周りの女の子と一緒に女子らしいお話をするのが好きだった。散歩している犬を見つけては、友達と許可をとって、一緒に可愛いね、と言ってはしゃいで触っていた。
それを一人の男の子は『女子なんて、気持ち悪い』って言われた。
いつも仲が良い女の子全員纏めて気持ち悪いって言われたような気がして、少しちくりと胸が傷んだ。
私は女の子も男の子も差別なく遊びたかった。架け橋(かけはし)になりたかった。同じ人間だから、性別という概念に囚われたくなかった。
それで男の子のとも積極的に話した。男の子がよく話にするゲームやサッカーにも積極的に関わった。
そのうち、男の子と関わるのが多くなった。次第に私はおもちゃなんかで遊ぶよりも、ゲームで遊んで『友達』とこんなゲームだった、みたいな話をするのが好きになった。
男の子としか喋らなくなった。
ある日、ふと昔、親友だね、と笑いあった女の子の友達が私の視界に写った。
私の知らない女の子の友達と仲良さそうに話し合っていて、私もその中に入りたいと思った。
思い切って、その子に話しかけに行った。
なんにも変わらない友達。案外優しかったその子。久しぶりに話した。
でも、なんかこの友達は前より大人しくなっていて、話があまり合わなかった。
少し、遠慮もされていた。
男の子の友達とも、優しい男の子としか関わりたくなかった。下品な言葉を軽々と口にする男の子の隣にいるのが不快で、恥ずかしかった。

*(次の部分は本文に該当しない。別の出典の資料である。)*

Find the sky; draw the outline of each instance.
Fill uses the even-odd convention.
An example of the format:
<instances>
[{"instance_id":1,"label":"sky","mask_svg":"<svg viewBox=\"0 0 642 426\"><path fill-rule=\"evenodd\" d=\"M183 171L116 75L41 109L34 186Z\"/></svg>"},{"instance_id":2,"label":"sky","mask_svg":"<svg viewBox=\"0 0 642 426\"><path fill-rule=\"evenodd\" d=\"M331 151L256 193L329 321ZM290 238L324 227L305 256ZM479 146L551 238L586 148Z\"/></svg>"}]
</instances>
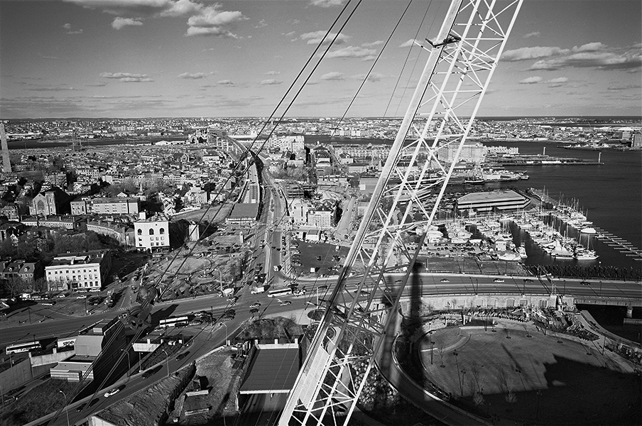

結局、男の子ともあまり中が続かず、女の子友達とも話が合わず、一人になった。
どれだけ私が男の子と関わっても、一人の女と大勢の男という絵面。一人だけが関わっても、何も変わらない。
友達を作る、というのがめんどくさくなった。今までやったことすべてが水に流されたような感じで、もう何もかも放棄したかった。
だから、この姿で生きることにした。
私は、勉強が嫌いなのに、学校では優等生のふりをする弟のユアを、尊敬したし、好きだった。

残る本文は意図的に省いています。